> You can only flip in one direction, so the time taken to update is entirely dependent on the previous state. Worst case you'd need to display the previous character (B -> A for alphabetical order) and would have to flip through the entire alphabet to get to it.

This only applies if you have only one copy of each letter.

You can consider having more copies of frequent letters mixed into the stack, if the stack's thickness allows.

Wouldn't that only help with the average case, not the worst case? Either you have multiple copies of every character (in which case you're still flipping through the same number of characters as the original stack), or some characters don't have duplicates.

Suppose you are optimizing for the fastest average time to display a complete word/phrase. That means you will be limited by the slowest letter in each word.
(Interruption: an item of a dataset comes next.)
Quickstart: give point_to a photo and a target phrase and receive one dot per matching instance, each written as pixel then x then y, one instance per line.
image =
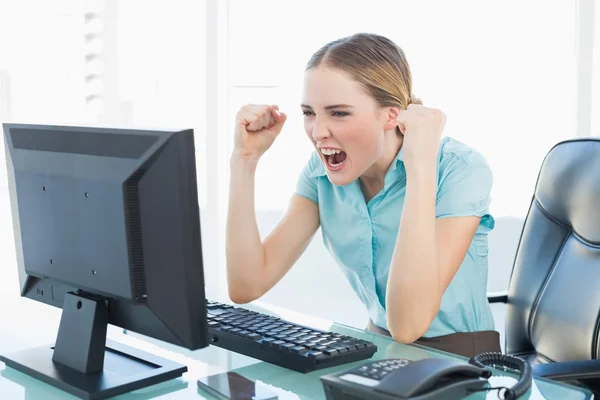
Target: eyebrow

But the letters are flipping in parallel, which means you can use the time waiting for the slowest letter to move the other letters to an optimal display.

So have the alphabet ordered in descending frequency. But put a second block of the most common characters half-way through. For each word you first calculate the slowest letter, which gives you a 'budget' of how many flips you will take. Then each letter uses that budget to get to the optimal location of the character it needs to display, probably as early in the alphabet as possible.

If you know which word is being displayed _next_, you can also try to get into the best position to move to in preparation.

The ideal alphabet ordering might be different depending on position in the word -- for instance, some letters are more common at the start of a word. And you could think about digraphs, taking advantage of Q usually being followed by U.